Так уж получилось, что он с малолетства воспитывал брата. В военном 12-м году мичманское училище, куда только поступили братья Миша и Петруша, вывезли от греха подальше в Швецию. Николай Александрович, закончивший курс и преподававший там навигацкие науки, поехал вместе с отроками — он, двадцатидвухлетний, был им и учителем, и нянькой.
Вволю наговорившись с Мишей, он взялся за соседа своего справа. Ведь рядом с ним Саша Одоевский, тоже молодой, взбалмошный, ему тоже нужна поддержка! К тому же, освоив азбуку, Саша сможет передавать от него приветы Рылееву!
Вдохновленный легкостью, с которой они с Мишей поняли друг друга, Бестужев принялся стучать в другую стенку. Однако здесь его постигло разочарование. Одоевский отреагировал бурно, пожалуй, даже слишком бурно. При первом же стуке он буквально бросился на стенку всем телом, молотил ее обеими руками, судя по грохоту, прыгал с ногами на кровать!
— Безобразить не положено, — немедленно последовал окрик из коридора, да где уж тут! Саша и не думал угомониться. Осторожный Бестужев давно уже замолчал, а Саша все буйствовал.

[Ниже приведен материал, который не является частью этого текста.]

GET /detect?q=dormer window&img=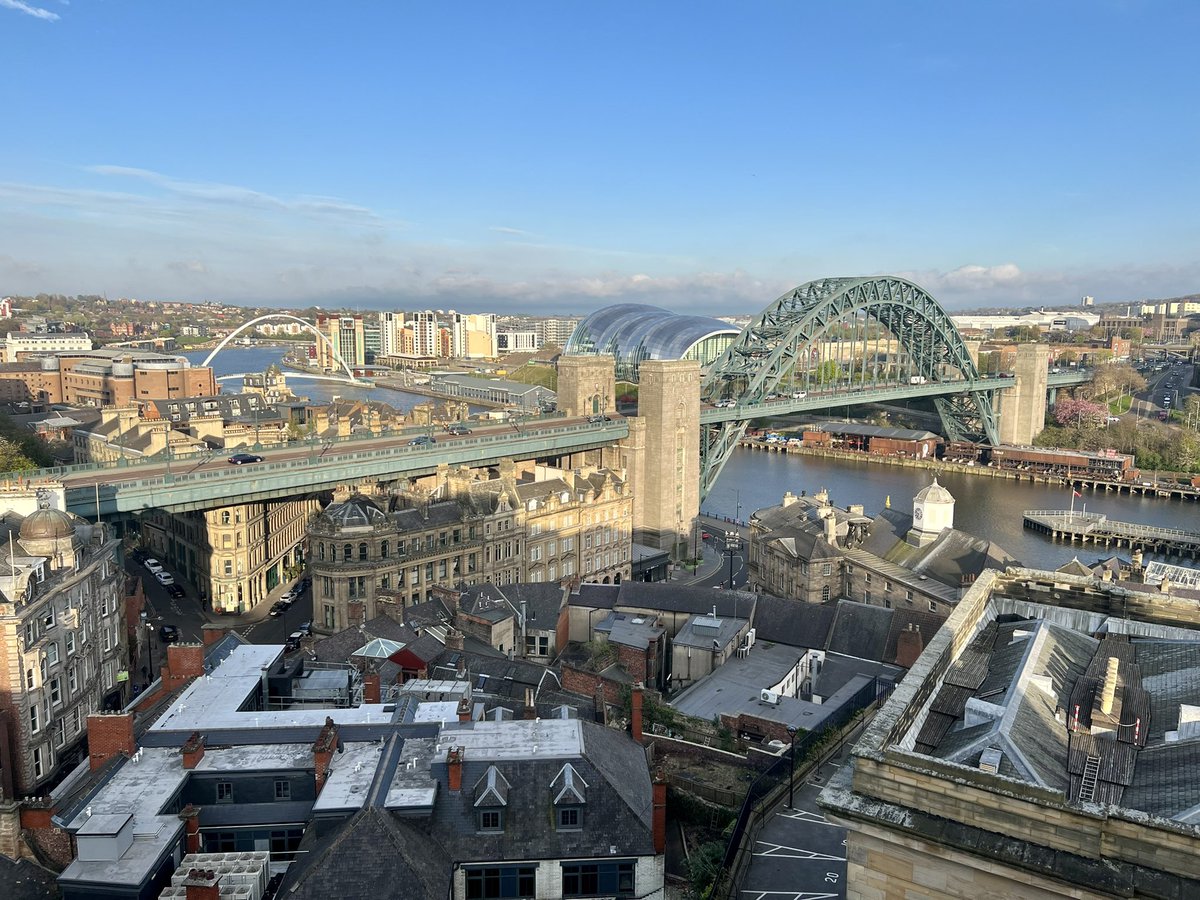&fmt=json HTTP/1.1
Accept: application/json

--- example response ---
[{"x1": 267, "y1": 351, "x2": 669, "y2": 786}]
[{"x1": 475, "y1": 766, "x2": 509, "y2": 832}]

Только через несколько минут в нумере шестнадцатом наступила тишина.
— Саша, — стучал Николай Александрович, — Саша!
И снова взрыв звуков, беспорядочные удары в стену, падение стула — с грохотом, на весь равелин!
— Не положено!
В таких попытках прошел весь вечер, наконец после очередного обращения последовала пауза — неужто записывает? Бестужев не представлял себе человека, который раз записав подобную последовательность, не сможет ее потом расшифровать. «Сашенька! — буквально молился он. — Не колотись, успокойся, подумай хоть немного!»